Liegengeblieben!

Von Chrisz Meier (21.01.2025)

Hallo. Ich bin Chrisz Meier und arbeite bei einem Bürgerradio in Südwest-Niedersachsen. Der Sender bekommt ständig Promo-CDs zugeschickt, die niemand verlangt hat und um die sich niemand kümmert. Diese CDs landen dann mitsamt ihrem Beipackzettel der Plattenfirma, auf der die jeweilige Band stets als die Neuerfinder der Musik gepriesen wird, in einer schmucklosen Ablage, beschriftet mit „Zum Mitnehmen“. Einige der bei dem Sender ehrenamtlich tätigen Betreiber ihrer eigenen Radioshows bedienen sich daraus, vieles bleibt aber dennoch liegen.
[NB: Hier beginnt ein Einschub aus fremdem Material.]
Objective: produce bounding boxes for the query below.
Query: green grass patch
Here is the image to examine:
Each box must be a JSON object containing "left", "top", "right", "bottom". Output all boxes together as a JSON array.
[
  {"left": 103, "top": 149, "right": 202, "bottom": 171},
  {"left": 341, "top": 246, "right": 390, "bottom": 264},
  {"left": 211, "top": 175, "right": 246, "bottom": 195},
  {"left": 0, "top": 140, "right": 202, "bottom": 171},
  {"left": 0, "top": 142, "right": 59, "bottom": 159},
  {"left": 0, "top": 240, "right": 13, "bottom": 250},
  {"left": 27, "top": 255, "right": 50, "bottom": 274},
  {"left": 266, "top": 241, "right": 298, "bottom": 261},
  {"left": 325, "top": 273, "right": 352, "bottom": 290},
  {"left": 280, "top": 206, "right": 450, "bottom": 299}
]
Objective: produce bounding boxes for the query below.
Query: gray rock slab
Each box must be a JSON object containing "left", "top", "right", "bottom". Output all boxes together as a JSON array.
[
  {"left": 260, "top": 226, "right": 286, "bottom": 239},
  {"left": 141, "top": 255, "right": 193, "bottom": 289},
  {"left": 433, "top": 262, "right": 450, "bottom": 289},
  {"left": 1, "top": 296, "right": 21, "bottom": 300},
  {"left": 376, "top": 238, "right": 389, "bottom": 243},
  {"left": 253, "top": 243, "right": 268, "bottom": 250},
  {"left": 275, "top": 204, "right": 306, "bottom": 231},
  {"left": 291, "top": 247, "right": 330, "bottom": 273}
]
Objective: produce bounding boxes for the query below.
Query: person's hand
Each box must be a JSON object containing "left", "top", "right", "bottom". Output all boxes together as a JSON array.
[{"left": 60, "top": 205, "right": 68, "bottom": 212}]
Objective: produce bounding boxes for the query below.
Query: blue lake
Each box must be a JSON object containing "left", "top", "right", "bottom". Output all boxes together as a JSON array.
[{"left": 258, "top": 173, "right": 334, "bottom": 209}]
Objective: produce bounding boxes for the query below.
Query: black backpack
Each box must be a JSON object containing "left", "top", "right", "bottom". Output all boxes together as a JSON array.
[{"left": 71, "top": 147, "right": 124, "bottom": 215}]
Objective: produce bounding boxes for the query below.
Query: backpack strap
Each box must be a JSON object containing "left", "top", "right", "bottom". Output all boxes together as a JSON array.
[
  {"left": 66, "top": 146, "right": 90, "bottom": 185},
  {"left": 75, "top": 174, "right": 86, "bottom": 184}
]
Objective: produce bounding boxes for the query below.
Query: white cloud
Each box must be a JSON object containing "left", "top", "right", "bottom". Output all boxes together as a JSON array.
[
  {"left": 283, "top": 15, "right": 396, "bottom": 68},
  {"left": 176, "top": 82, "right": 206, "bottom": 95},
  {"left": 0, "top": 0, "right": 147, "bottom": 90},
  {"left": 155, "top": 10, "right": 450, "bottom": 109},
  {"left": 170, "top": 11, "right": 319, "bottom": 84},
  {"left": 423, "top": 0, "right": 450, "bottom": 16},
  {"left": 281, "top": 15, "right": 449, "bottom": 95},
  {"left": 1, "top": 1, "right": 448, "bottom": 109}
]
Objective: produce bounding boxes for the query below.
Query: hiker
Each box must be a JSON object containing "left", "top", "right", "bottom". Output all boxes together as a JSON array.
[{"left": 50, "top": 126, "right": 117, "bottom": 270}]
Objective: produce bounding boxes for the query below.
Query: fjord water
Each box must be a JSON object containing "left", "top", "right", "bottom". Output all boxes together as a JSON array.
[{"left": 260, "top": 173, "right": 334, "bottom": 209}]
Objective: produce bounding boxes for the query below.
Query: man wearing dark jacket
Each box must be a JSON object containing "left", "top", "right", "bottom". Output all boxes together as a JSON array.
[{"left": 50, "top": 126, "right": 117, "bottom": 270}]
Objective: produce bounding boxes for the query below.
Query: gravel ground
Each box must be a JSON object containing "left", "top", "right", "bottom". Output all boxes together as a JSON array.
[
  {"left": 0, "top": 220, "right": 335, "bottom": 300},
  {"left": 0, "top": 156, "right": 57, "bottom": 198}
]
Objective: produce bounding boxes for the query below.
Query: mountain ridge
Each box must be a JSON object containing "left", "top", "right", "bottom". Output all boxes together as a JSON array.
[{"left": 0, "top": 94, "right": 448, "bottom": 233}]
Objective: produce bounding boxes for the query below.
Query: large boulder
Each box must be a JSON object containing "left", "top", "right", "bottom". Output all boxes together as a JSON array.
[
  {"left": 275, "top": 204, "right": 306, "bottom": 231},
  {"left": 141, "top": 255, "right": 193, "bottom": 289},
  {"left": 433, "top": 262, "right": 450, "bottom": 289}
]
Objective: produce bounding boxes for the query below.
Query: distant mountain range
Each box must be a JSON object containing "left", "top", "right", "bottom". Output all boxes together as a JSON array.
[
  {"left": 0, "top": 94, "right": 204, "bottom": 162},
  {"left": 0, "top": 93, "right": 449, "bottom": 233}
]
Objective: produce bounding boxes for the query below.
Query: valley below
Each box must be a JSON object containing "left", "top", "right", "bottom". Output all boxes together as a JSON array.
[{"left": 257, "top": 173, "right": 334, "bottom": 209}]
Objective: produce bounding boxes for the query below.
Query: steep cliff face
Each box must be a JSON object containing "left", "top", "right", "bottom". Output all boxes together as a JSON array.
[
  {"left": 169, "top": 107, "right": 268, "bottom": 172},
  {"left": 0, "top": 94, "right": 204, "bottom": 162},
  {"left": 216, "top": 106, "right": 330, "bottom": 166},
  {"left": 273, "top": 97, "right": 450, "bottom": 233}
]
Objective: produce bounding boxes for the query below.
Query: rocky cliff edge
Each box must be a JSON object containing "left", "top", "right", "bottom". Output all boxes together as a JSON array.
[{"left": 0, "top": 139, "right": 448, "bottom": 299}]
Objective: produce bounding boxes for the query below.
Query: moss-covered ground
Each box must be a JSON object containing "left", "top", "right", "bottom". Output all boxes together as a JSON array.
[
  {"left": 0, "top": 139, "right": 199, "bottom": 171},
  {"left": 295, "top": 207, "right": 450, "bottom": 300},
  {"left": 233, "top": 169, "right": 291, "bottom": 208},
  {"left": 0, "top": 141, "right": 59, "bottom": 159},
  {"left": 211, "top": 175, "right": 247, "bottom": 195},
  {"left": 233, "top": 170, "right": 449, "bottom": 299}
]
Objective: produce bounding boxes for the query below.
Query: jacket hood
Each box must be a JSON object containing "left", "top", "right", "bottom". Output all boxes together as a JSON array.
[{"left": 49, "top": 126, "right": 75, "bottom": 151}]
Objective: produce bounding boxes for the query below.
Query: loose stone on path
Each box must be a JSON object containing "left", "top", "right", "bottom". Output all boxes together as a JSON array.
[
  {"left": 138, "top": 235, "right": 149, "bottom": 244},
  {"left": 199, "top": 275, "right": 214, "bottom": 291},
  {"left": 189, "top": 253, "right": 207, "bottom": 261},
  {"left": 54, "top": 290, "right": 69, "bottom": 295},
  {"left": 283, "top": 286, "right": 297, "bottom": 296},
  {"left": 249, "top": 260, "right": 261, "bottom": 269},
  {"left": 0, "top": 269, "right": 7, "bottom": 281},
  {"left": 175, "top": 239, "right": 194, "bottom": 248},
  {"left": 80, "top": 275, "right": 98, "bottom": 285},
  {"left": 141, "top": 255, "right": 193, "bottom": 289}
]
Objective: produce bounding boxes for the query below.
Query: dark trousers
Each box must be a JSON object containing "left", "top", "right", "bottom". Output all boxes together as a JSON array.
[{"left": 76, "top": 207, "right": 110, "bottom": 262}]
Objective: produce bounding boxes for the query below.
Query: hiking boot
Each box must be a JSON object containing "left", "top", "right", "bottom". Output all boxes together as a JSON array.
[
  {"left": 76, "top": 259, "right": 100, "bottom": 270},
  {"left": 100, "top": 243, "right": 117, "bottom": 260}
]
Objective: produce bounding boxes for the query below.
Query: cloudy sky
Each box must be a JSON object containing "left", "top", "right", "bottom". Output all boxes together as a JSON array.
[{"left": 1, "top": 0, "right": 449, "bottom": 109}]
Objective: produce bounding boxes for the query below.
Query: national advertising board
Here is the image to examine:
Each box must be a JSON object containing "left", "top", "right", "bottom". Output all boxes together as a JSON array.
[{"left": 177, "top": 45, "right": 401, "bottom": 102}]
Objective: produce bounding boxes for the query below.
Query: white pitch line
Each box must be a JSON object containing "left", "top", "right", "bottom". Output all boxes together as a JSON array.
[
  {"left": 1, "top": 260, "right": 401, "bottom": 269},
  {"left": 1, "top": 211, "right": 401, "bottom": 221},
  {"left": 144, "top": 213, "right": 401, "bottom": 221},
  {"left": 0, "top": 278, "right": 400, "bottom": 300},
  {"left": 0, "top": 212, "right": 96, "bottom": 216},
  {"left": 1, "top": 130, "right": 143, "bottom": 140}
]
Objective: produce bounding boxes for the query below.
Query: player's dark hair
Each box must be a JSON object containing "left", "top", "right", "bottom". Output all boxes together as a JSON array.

Diese Liegengebliebenen durchforste ich in unregelmäßigen Abständen, immer auf der Suche nach unentdeckten Perlen – nicht zuletzt deswegen, weil ich, selbst Teil einer Band, der keinerlei Beachtung entgegengebracht wird, es ungerecht finde, diese mit viel Herzblut und Geld hergestellte Musik einfach zu ignorieren.

Also werde ich an dieser Stelle hin und wieder ein paar dieser Liegengebliebenen vorstellen.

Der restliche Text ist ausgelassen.